A piper has been spotted playing to King Charles at Windsor Castle as a wake-up call in a tradition that dates back to Queen Victoria.
Piper Major Paul Burns, of the Royal Regiment of Scotland was seen from the Long Walk by Charles’ private apartments playing the bagpipes this week.
He has held the position of the Sovereign's Piper since last year and is the 17th piper to hold the role.
The tradition was started by Queen Victoria with the piper’s main duty to play every morning at 9am under the monarch's window as well as on state occasions.
He also played at Queen Elizabeth's funeral giving a moving lament in St George's Chapel in Windsor as the Queen's coffin was lowered into the Royal Vault.
He was the lone musician at the committal service at Windsor and as he played the pipes, he walked between the chapel and the Dean's Cloister so that the music during the ceremony slowly faded away.
As an alarm clock for the late Queen, Major Burns would play for 15 minutes at 9am every morning for the monarch wherever she was in residence, whether at Buckingham Palace, her final resting place of Windsor Castle or the bagpipe's home in Scotland, where the Queen resided in Balmoral.

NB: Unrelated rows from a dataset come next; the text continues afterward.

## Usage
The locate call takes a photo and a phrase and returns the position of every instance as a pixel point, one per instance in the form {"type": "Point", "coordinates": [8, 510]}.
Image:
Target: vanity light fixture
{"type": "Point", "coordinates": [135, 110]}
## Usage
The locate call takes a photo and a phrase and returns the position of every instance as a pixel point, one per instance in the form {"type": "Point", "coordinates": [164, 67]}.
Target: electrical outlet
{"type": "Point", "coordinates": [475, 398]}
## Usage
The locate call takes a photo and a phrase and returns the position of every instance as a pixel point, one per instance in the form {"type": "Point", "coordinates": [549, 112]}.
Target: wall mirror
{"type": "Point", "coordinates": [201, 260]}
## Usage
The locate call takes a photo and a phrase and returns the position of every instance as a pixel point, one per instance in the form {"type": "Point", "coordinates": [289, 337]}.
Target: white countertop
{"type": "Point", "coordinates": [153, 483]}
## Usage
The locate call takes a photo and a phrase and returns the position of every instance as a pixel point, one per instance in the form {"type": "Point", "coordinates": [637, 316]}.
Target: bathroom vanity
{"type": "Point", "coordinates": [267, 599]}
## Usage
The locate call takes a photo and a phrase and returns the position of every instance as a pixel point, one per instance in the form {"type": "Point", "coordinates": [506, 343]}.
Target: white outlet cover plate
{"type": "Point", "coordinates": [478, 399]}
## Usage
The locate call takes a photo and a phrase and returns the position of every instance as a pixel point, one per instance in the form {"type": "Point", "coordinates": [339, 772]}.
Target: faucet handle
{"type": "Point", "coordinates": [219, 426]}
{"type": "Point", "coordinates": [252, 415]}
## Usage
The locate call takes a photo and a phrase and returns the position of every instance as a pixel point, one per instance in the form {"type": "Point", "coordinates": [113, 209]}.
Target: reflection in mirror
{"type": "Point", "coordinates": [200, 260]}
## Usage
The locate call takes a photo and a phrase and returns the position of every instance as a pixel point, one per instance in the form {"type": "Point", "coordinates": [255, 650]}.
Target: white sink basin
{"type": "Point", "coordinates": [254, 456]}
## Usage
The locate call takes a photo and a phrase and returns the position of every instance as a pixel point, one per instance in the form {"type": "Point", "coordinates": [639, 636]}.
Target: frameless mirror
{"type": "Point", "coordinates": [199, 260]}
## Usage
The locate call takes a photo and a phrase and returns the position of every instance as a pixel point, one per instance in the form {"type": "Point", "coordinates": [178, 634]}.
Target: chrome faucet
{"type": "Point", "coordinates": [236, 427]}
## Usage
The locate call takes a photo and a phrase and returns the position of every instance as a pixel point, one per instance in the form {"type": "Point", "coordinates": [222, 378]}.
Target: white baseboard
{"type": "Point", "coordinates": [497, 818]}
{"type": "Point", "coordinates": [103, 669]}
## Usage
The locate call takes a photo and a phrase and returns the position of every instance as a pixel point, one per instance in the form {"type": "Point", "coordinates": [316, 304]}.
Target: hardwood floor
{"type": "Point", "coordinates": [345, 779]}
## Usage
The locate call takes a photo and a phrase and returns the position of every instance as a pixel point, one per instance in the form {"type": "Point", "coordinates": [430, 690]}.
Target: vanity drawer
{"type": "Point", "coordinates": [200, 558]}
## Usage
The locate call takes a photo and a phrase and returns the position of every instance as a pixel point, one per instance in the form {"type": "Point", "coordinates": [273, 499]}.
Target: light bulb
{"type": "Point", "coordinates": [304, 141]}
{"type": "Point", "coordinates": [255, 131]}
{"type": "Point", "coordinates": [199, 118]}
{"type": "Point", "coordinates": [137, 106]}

Now Charles has shown he is keen to bring about some changes to modernise the monarchy but he is also anxious to maintain some traditions.
On October 25, the Royal Family tweeted that Charles would continue the tradition of waking up to the bagpipes.
The tweet read: “His Majesty’s Pipe Major played for the first time in the Clarence House garden this morning, as The King woke up in residence.
“The position was created by Queen Victoria in 1843, and Queen Elizabeth enjoyed the special tradition following her Accession to the Throne in 1952.”
A video was also released by Buckingham Palace, with Major Burns seen in his uniform - complete with green socks to complement his tartan kilt - marching around the grounds of Clarence House.
Charles is believed to have liked the idea of the bagpipes in the morning which Queen Victoria took from the Marquess of Breadalbane when staying at Taymouth Castle.
Victoria wrote to her mother saying: “'We have heard nothing but bagpipes since we have been in the beautiful Highlands and I have become so fond of it that I mean to have a piper. . . at Frogmore.”